A tale of two brothers: Where does Anil Ambani go from here?

It’s said in India, industries may become bankrupt but industrialists never suffer from bankruptcy. Anil Ambani, by all accounts, will pay up and escape going to jail. But where does he go from here?

Rahul Pandey

Life is a great leveller. Anil Ambani was once one of the richest businessmen in India and while his brother Mukesh continued to rise the wealth ladder, business people across the country wonder at why and how Anil Ambani landed in the financial mess that he finds himself in. The question is, where does he go from here?

The Supreme Court has held Anil Ambani and two of his company directors guilty of contempt of court in the Ericsson case for not clearing dues of Rs 550 crore they had pledged to pay. The apex court asked him to pay Rs 453 crore within four weeks or serve three months in jail.

Reports suggest that his lawyers have indicated that his companies have received or expect to receive ₹300 Crore by way of Income Tax refunds! And that this amount and sale of some real estate would be sufficient for him to pay up his dues.

While he would most likely be able to recover from this immediate crisis, he would find it difficult to get out of the hole that he finds himself in.

What started as a full-blown family drama in the early 2000s, has ended up in one brother emerging as the richest Asian while the other has moved from one controversy to the other, including Rafale, ending up in a mess of mammoth proportions.

While Mukesh Ambani is now in the $ 100 billion club, the younger Ambani is now worth only $ 1.5 billion. Mukesh Ambani’s wealth went up by $43.1 billion in the last one year, Anil Ambani’s wealth went down by half.

This has broadly been the trajectory for the two brothers over the last one and a half decades. Dhirubhai Ambani passed away in July 2002 but did not leave behind a will, distributing assets between his two sons. A family rift began to simmer in the years that followed and differences between the two brothers came out in the open in November 2004. That is when Kokilaben Ambani intervened and the group was split between the two brothers towards the end of 2005.

His friendship with Amar Singh and a brief stint in the Rajya Sabha indicated that he wanted to be close to the people in power to match the clout of his brother but somehow he ended up backing the wrong people.

As a part of the split, Mukesh Ambani got control over Reliance Industries and IPCL, while Anil Ambani was given control of Reliance Infocomm, Reliance Energy and Reliance Capital and the demerger was approved by the Bombay High Court after it was accepted by the BSE and the NSE. It was broadly expected that since Anil had control over ‘sunrise’ sectors, he would do better than Mukesh in the long run.

Reliance Communications, which Anil was now heading, was India’s second largest telecom company.
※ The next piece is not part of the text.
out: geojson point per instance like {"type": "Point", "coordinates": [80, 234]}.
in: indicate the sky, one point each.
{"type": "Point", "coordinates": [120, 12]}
In 2008, when Anil Ambani brought in an IPO for Reliance Power, it was subscribed in 60 seconds, a record for Indian capital markets. Things, however, did not go thereafter as planned.

In the five years that followed the demerger, the two brothers were up in arms against each other. While Mukesh broadly maintained silence, Anil Ambani addressed a letter to the then Prime Minister Manmohan Singh in 2009, accusing Mukesh of sabotage.

'Major power cuts, especially in north India, have become commonplace, causing grave hardship to hundreds of millions of consumers -- sadly, all a result of RIL's corporate greed,” he said and their mother had to broker peace between the brothers again in May 2010.

Anil Ambani was one of the first business leaders to stand behind Narendra Modi and used a series of superlatives to praise Modi. He was rewarded when his company was given offset contracts for the revised Rafale deal but even that could not save him from the decline of his business empire.

By March 2018, Bloomberg estimated the total debt on the group to be around Rs one lakh Crore as of March and an interest liability of nearly Rs 10,000 crore per annum. There was nothing much he could do except putting out a garage sale of his assets.

Mukesh Ambani was the first one to pitch in and gave him a Rs 23,000 crore lifeline on their father’s birthday in December 2017 to help him get over a mountain of debt in Reliance Communication, estimated to be close to Rs 43,000 Crore but this was after a series of deals that Anil Ambani was negotiating failed to come through. The term of the deal has now been extended up to June 28 this year and is one of the few silver linings for him at an otherwise dismal time.

In August 2018, he was forced to sell his Mumbai city power distribution business to fellow industrialist Gautam Adani for ₹ 18,800 crore which helped him repay debts of Rs 13,800 crore, bringing the debt on the company down to Rs 7,500 crore.

The Mint had reported that Ambani hoped that his remaining businesses, which included power distribution in Delhi with 4.2 million customers, 11 operational road projects with annual revenue of Rs 1,300 crore, the Mumbai metro project and 5,800 megawatts (MW) of coal-based power generation capacity, would contribute to steady revenue inflows. Ambani was quoted as saying that he believed that he would be debt free by 2019.

While taking risks is integral to life, more so in business, the last 15 years have been nothing short of a roller-coaster ride for Anil Ambani. While he was on a massive high during the early years, the Modi years have been full of controversies and a series of fire sales. Trouble is, things are not getting any better for him in the short-term.